Rezepte mit Kräutern

Rezept für Majoran-Butter, dem Hausmittel für Kinder bei Schnupfen

Altbewährtes für kleine Rotznasen

Das herrliche, quasi englische Wetter mit hauptsächlich Regen kann sogar ein wenig Spaß machen. Voraussetzung: man ist gesund und dick und wasserdicht angezogen, hat modisch-extravagante Gummistiefel und man kann nachher bei einem dampfenden Tee den Duft von Räucherstäbchen genießen…

Allerdings: das mit dem `gesund´ ist bei diesem Wetter so eine Sache. Vor allem bei Kindern. Die nehmen dann jedes erdenkliche Schnupfen-Virus (und davon gibt es über 50) gern mit. Aber in der alternativen Kinderheilkunde gibt es zum Glück gute Hausmittel und Kräuter, wie zum Beispiel die berühmte Majoran-Butter, um gegen Schnupfen vorzugehen.

Rezept für Majoran-Butter, dem Hausmittel für Kinder bei Schnupfen

Anwendung bei: Blähungen, (Säuglings-)Schnupfen.
Bei Blähungen und Bauchschmerzen, ähnlich wie ein Bäuchleinöl, sanft in die Nabelgegend einmassieren. Bei Schnupfen die Nase außen und innen eincremen.

Zutaten

  • 1 TL getrockneten Majoran
  • 1 TL Weingeist 95% (oder Doppelkorn)
  • 1 TL ungesalzene Butter

Herstellung Majoran-Butter

Den Majoran mit einem Mörser pulverisieren und in ein hitzefestes Glas füllen. Nun den Teelöffel Weingeist hinzugeben, das Glas fest verschließen und einige Stunden stehen lassen. Dann die Butter hinzufügen und im Wasserbad erwärmen, bis die Butter geschmolzen ist. Das Glas aus dem Wasser nehmen, die Mischung umrühren und die noch warme und flüssige Mischung durch einen Filter oder Filterpapier in einen Salben-Tiegel geben.

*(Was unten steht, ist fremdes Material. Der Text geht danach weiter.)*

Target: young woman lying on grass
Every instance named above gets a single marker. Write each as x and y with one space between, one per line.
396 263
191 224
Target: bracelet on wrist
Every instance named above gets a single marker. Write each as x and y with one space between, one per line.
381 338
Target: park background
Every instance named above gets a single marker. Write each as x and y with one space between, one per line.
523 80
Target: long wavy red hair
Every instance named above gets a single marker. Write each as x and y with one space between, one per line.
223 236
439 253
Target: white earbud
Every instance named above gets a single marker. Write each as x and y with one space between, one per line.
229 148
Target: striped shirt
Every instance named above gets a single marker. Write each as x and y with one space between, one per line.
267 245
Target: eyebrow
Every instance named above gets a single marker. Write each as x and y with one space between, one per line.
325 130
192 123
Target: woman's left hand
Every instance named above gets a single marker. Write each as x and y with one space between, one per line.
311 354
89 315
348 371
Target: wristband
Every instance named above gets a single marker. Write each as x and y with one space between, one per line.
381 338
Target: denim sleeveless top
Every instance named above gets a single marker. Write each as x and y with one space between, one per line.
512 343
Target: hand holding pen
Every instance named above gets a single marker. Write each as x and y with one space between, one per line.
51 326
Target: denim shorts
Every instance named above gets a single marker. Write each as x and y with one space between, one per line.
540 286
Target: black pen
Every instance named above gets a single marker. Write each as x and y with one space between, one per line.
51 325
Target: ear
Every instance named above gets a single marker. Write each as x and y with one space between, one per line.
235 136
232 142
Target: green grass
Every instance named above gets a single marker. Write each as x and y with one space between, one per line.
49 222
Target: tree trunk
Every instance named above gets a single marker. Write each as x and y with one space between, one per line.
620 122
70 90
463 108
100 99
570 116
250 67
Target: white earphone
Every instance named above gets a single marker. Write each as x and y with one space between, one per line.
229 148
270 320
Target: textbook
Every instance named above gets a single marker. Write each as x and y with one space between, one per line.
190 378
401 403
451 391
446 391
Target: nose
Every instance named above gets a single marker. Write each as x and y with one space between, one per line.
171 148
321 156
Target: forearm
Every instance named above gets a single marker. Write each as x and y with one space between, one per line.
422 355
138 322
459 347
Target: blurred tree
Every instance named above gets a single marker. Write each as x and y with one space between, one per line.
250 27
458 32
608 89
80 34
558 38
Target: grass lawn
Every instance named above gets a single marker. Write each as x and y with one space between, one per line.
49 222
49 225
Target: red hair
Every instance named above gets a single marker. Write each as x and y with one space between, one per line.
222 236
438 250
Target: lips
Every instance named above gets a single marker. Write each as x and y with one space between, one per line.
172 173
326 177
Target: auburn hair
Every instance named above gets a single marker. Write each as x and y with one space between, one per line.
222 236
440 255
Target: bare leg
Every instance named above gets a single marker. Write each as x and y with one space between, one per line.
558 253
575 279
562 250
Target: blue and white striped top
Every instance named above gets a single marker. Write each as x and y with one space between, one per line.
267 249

Nach dem Abkühlen ist die Salbe leuchtend grün und duftet sehr schön nach Majoran. Die Salbe ist allerdings nicht lange haltbar, ähnlich wie Butter eben und sollte unbedingt im Kühlschrank aufbewahrt werden.

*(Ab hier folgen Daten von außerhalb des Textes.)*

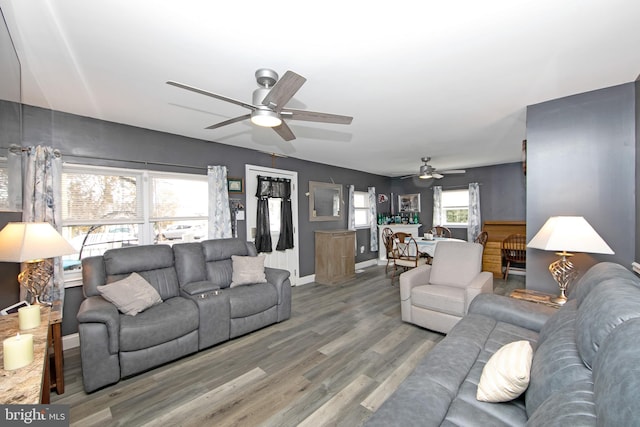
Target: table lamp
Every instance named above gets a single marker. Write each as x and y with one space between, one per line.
564 234
33 243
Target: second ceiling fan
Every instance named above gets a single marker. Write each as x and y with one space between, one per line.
269 100
427 171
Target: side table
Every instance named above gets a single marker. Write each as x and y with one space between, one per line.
534 296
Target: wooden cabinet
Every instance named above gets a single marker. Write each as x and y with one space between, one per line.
498 231
335 256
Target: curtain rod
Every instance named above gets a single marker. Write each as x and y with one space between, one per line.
17 149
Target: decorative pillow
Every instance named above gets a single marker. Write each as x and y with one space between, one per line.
247 270
131 295
506 374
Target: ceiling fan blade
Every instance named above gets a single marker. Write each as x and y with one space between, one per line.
228 122
284 131
211 94
283 91
314 116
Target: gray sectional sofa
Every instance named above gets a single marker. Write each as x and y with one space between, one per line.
198 307
585 369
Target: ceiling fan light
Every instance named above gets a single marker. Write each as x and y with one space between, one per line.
266 118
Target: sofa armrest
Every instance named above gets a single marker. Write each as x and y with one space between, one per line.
521 313
198 288
412 278
481 284
99 310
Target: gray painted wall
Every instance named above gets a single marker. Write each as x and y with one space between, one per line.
502 193
95 142
581 153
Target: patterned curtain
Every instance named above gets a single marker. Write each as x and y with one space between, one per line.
219 212
14 184
437 205
373 219
41 203
475 223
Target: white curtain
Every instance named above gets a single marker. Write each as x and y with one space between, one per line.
351 215
373 220
42 199
475 223
437 205
219 212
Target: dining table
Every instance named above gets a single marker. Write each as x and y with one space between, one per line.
428 246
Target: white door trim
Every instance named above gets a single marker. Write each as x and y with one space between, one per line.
251 173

Das können Sie außerdem bei Kinder Schnupfen tun

  • Ansteigendes Fußbad
  • Raumluft befeuchten
  • Gut lüften
  • Reichlich trinken (mindestens 2 Liter am Tag)
  • Beim Schlafen den Kopf hochlagern
  • Kalte Zugluft meiden
  • Kochsalzösung (gern mit einigen Tropfen Ringelblume Tinktur) mehrmals täglich geben


Gute Besserung!

Quelle:
Heilpflanzen in der Kinderheilkunde“ von Ursel Bühring, Helga Ell-Beiser und Michaela Girsch. Ich kann nicht aufhören, dieses Buch immer wieder zu empfehlen!